Le perdite per uno short seller possono essere molto pesanti nel caso di un cosiddetto “short squeeze”. Un'azione, pesantemente shortata, aumenta in valore inaspettatamente, scatenando una cascata di ulteriori aumenti di prezzo: sempre più short seller sono costretti a comprare l'azione per chiudere le loro posizioni (dato che non riescono più a mantenere il loro margine di garanzia a causa dell’eccessiva onerosità dell’operazione). Ogni ondata di acquisti fa salire ulteriormente il prezzo dell'azione, danneggiando chi detiene una posizione corta. Una sorta di reazione che si auto alimenta.
Un esempio molto noto è il caso GameStop. Come possiamo notare nel Grafico 3, la percentuale di vendite allo scoperto avevano superato il 100% del valore del titolo. Una volta innescato il rialzo per mano degli utenti del social network Reddit, il crollo delle posizioni short era inevitabile ed il titolo è schizzato al rialzo.
Grafico 3: Short Squeeze GameStop
Fonte: Bloomberg
Da quanto appena detto appare evidente che la tempistica è cruciale quando si tratta di vendita allo scoperto. Le azioni tendono a declinare molto più rapidamente rispetto alla loro ascesa. Entrare nell'operazione troppo presto può rendere difficile mantenere la posizione short considerando i costi e le potenziali perdite, che aumentano se il prezzo delle azioni cresce rapidamente.
Impatto dello short selling sul mercato
Lo short selling è una pratica controversa e contraria alla “normale” logica di mercato, non c’è dubbio.

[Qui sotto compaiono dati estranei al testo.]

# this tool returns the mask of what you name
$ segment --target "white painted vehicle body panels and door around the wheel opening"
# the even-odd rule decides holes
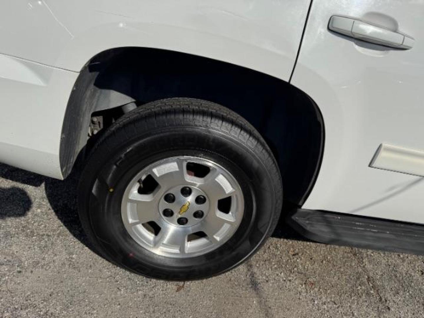
[[[1,162],[64,178],[59,158],[62,127],[86,63],[117,47],[172,50],[271,75],[315,101],[324,119],[325,144],[305,209],[424,223],[424,202],[419,199],[424,191],[420,172],[424,4],[414,0],[2,4]],[[328,30],[333,15],[382,25],[411,36],[415,43],[410,50],[400,50],[353,40]],[[369,167],[381,144],[406,149],[394,162],[380,158],[379,167],[398,172]],[[411,161],[416,164],[413,170],[408,168]]]

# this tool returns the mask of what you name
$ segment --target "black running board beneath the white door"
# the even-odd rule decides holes
[[[296,209],[287,223],[310,240],[424,255],[424,226],[357,215]]]

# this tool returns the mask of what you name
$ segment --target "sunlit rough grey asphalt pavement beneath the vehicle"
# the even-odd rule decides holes
[[[214,278],[129,273],[87,247],[76,179],[0,165],[0,317],[424,317],[424,257],[313,243],[284,224]]]

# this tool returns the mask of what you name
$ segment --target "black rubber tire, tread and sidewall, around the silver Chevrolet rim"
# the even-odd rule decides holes
[[[142,248],[126,231],[120,212],[123,192],[138,171],[180,155],[225,167],[245,198],[243,219],[232,238],[207,254],[184,259]],[[103,134],[81,175],[78,207],[93,248],[109,261],[157,279],[202,279],[240,265],[272,234],[282,207],[282,181],[270,149],[242,117],[204,100],[171,98],[134,109]]]

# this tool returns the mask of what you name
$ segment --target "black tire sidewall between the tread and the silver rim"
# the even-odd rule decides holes
[[[173,127],[146,131],[108,146],[115,149],[113,154],[102,156],[100,146],[85,169],[85,193],[89,195],[83,196],[82,209],[89,231],[108,259],[145,276],[198,279],[240,264],[268,236],[276,218],[275,181],[254,151],[240,140],[213,129]],[[198,257],[177,259],[154,254],[130,237],[123,225],[121,202],[129,182],[144,167],[183,155],[225,167],[240,184],[245,210],[240,226],[225,244]]]

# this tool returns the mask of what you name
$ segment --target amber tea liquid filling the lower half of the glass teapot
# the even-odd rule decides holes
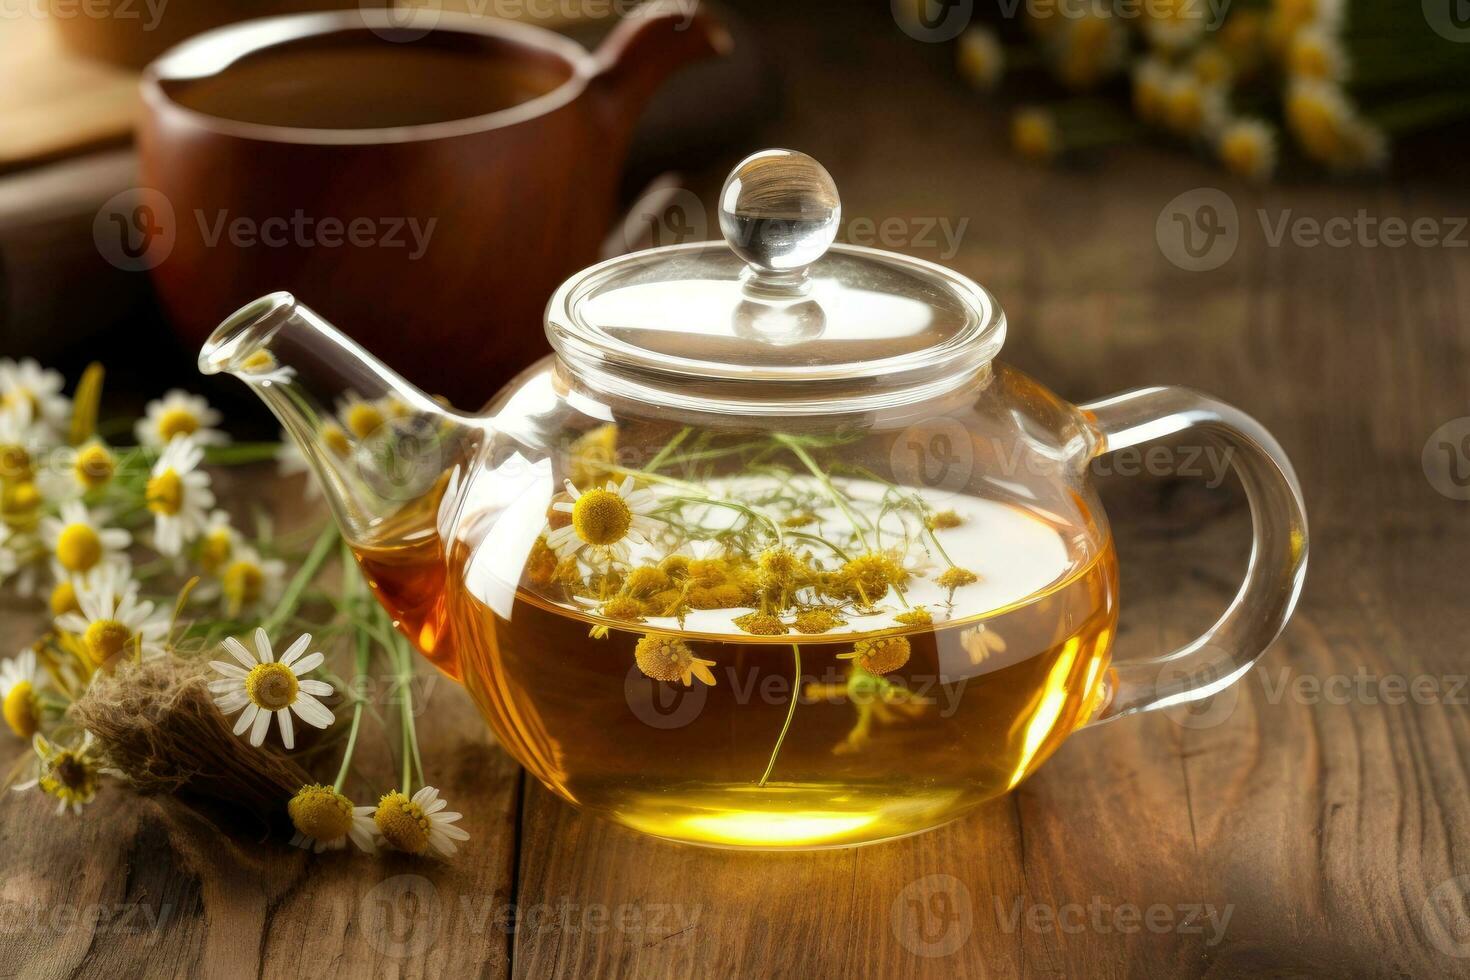
[[[1111,541],[1014,504],[957,510],[969,533],[951,557],[982,580],[923,629],[748,636],[703,613],[685,629],[616,624],[520,583],[491,595],[476,567],[491,555],[475,547],[447,563],[437,541],[359,557],[401,629],[441,666],[457,661],[506,748],[559,795],[662,837],[811,848],[914,833],[1004,793],[1101,695]],[[911,601],[936,599],[923,588]],[[642,676],[634,648],[650,629],[714,661],[716,683]],[[854,682],[838,655],[894,632],[908,661]]]

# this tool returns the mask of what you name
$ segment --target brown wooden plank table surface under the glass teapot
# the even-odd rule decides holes
[[[950,51],[870,6],[748,12],[788,84],[764,143],[823,160],[847,222],[908,222],[881,244],[989,287],[1011,323],[1003,357],[1063,395],[1188,383],[1277,435],[1311,566],[1255,670],[1205,710],[1078,733],[951,826],[808,854],[673,846],[584,817],[441,682],[422,733],[467,814],[459,860],[313,860],[118,789],[65,824],[6,799],[0,976],[1470,976],[1470,502],[1446,470],[1470,469],[1455,231],[1470,190],[1252,191],[1154,150],[1030,169]],[[691,188],[709,204],[722,176]],[[1189,272],[1157,225],[1204,187],[1236,209],[1238,245]],[[1460,245],[1269,231],[1360,210],[1432,219]],[[920,234],[944,222],[967,222],[954,254]],[[1104,500],[1123,563],[1116,652],[1150,657],[1233,595],[1244,501],[1167,476],[1108,478]]]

In particolare, si ritiene che essa possa avere un effetto negativo sulla stabilità dei mercati e che possa essere utilizzata a fini manipolativi:
- Instabilità dei mercati: le vendite allo scoperto possono essere di portata e velocità tali da determinare una riduzione significativa e repentina dei prezzi dei titoli, creando disordine nei mercati e incrementando il livello di volatilità dei prezzi nel breve periodo;
- Abuso di mercato: possono incentivare strategie manipolative volte ad indurre, in maniera artificiosa, trend ribassisti. Ad esempio, gli short sellers possono operare diffondendo al contempo rumors e segnali fuorvianti sulla giusta valutazione dei titoli oggetto di vendita, al fine di incentivare altri operatori a vendere.
Lo short selling è quindi generalmente considerato come una pratica controversa. La letteratura economica però suggerisce che per certi versi è imprescindibile al corretto funzionamento dei mercati. In particolare, si ritiene che contribuisca a perseguire una migliore efficienza informativa dei prezzi oltre che incrementare la liquidità del mercato (aumentando il numero di potenziali venditori ed acquirenti).
Lo short selling, infatti, permette agli investitori con informazioni negative su un titolo di rivelarle attraverso la vendita. Questo meccanismo rafforza la capacità informativa dei prezzi, accelerando l'adeguamento delle quotazioni dei titoli sopravvalutati, che assimileranno più rapidamente notizie negative. Di conseguenza, le restrizioni sulla pratica dello short selling potrebbero portare ad una sopravvalutazione temporanea dei prezzi, poiché rifletterebbero solo le aspettative ottimistiche.